Sequence Comparisons of 5s rRNA from P

Sequence Comparisons of 5S rRNA from P. aeruginosa, A. vinelandii and P. fluorescens to various tRNAs using a G:U Complement Intermediate

In a previous Snippets installment (www.DNARNAsnippets.com Snippets 11), the circular sequence of Peach Latent Mosaic Viroid (PLMVd) was compared, using a g:u intermediate (see methods below), to various known conserved sequences like reverse transcription tRNA primers, I_gH V recombination signals, and origins of replication for mitochondrial and chloroplast DNA. The results were discussed in that particular installment, but, it was of interest to note, that one could find more than one "match" for a tRNA primer (approx 73 bp) along the whole PLMVd sequence as well as more than one match for the conserved sequences (CSB-1, CSB-2 and CSB-3) of the D loop of human mitochondrial DNA.

That particular result was either a total artifact derived from the empirical, subjective comparison or, a hint that there were underlying repeated sequences cached in the PLMVd sequence. The conserved sequences seemed to match best along the stems of double stranded RNA in the secondary structure of PLMVd, especially those of the human mitochondrial D loop; maybe, if the results are proven, a hint that "double-strandedness" was instrumental in conserving sequences.

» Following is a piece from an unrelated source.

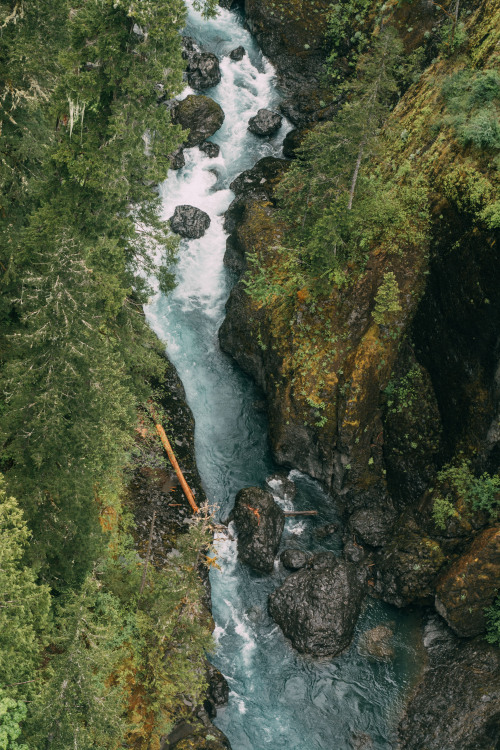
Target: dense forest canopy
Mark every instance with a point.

This author thought that if one used a smaller molecule to compare with tRNAs, the "matches" might be better. In looking for a suitable small sequence. it was decided to use 5S rRNA because it is found in most genomes at varying locations. The particular 5S rRNA sequence from A. vinelandii was chosen because the article (Dams et al (1983)) was readily available to download from the National Library of Medicine (www.ncbi.nlm.nih.gov)

Many articles show that tRNA molecules are created by splicing and ligating of "component parts" from larger pre-tRNA sequences. These articles describe two, three, and many other shorter sequences that are split out from chromosomes and subsequently joined together. One article describes the predicted formation of C. merolae tRNAs where the 3' part of the tRNA sequence is reported to be upstream of the 5' part and a circular intermediate is needed to produce the correct 5' to 3' final sequence. (Soma, A et. al. (2007)).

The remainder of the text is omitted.